The ingester removes the finalizer only after MySQL has been successfully updated:

// go/components/ingester/controller.go:134-138
ctrlutil.RemoveFinalizer(object, api.IngesterFinalizer)
if err := r.Update(ctx, object); err != nil {
log.Error(err, "Failed to remove finalizer")
return ctrl.Result{RequeueAfter: r.getRequeuePeriod()}, err
}

If MySQL is unreachable or the delete fails, the finalizer remains in place and the object stays in etcd. The controller retries every requeuPeriod (default: 30 seconds) until the operation succeeds.

Annotation-Based Deletion

Because the ingester finalizer blocks kubectl delete from completing, the API Server uses an alternative deletion path: it sets an annotation instead of issuing a Kubernetes delete directly.

// go/api/api.go
DeletingAnnotation = "michelangelo/Deleting"

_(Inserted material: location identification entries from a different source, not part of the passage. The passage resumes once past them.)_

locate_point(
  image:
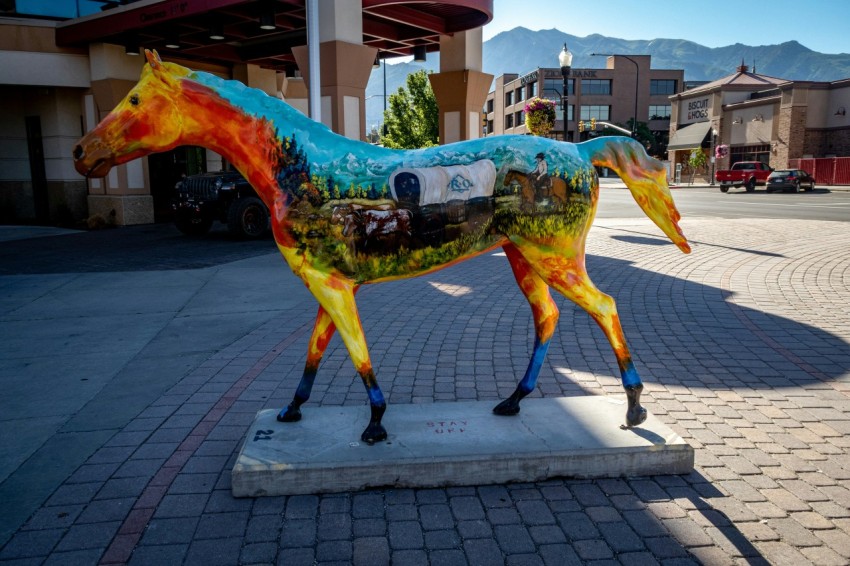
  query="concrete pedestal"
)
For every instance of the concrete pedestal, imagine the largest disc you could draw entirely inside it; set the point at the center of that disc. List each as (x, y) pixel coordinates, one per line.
(453, 444)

When the API Server receives a delete request and metadata storage is enabled:

// go/api/handler/handler.go:253,293
annotation[api.DeletingAnnotation] = "true"

The ingester detects this annotation and handles the deletion asynchronously:

annotation set → ingester detects → MySQL soft-delete → remove finalizer → K8s delete

This path ensures the API Server's delete request completes instantly from the caller's perspective while the ingester handles the MySQL cleanup asynchronously.

Immutable Objects

The michelangelo/Immutable annotation marks objects whose spec will never change again (e.g., completed PipelineRuns, archived Models). The ingester:

  1. Upserts the object to MySQL one final time.
  2. Removes the finalizer.
  3. Deletes the object from K8s/etcd.

The object continues to exist in MySQL only, permanently freeing etcd memory.

// go/api/api.go
ImmutableAnnotation = "michelangelo/Immutable"

Reconcile Decision Tree

Reconcile(object)

├── object not found in K8s ──→ no-op (already gone)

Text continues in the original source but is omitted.